Dr. Ina Rudloff and Mr. Jack Godsell

Main finding

Systemic lupus erythematosus (SLE) is a very severe, potentially fatal autoimmune disease that is characterised by excessive inflammation and can affect every organ. Up to now, neither a reliable biomarker to predict disease progression nor an effective and safe therapy exist. We investigated two very potent anti-inflammatory cytokines, interleukin (IL)-10 and IL-37, in the largest cohort of SLE patients studied to date and found a strong association of IL-10, but not IL-37, with SLE disease activity.

Centre

The Ritchie Centre

Research group

Interventional Immunology in Neonatal Diseases and Beyond (TRC) and Rheumatology Group (CID at SCS)

Co-authors

Dr.

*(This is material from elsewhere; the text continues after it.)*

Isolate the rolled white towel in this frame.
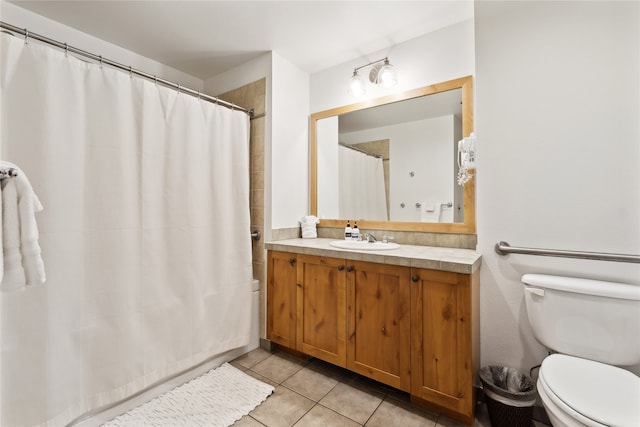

Rangi Kandane-Rathnayake, Dr. Alberta Hoi, A/Prof. Marcel F. Nold, Prof. Eric F. Morand, Dr. James Harris

Journal and article title

Most surprising

IL-10 serum concentration is not only associated with disease activity, but is also higher in patients of Asian ethnicity and is associated with complications such as renal involvement. Moreover, IL-10 serum concentration is predictive of subsequent SLE disease severity.

Future implications

Our data suggest that IL-10 may have potential as a biomarker predictive of disease activity in SLE which may help clinicians in the future to decide which patients are likely to develop a more severe form of SLE and thus need more intensive treatment.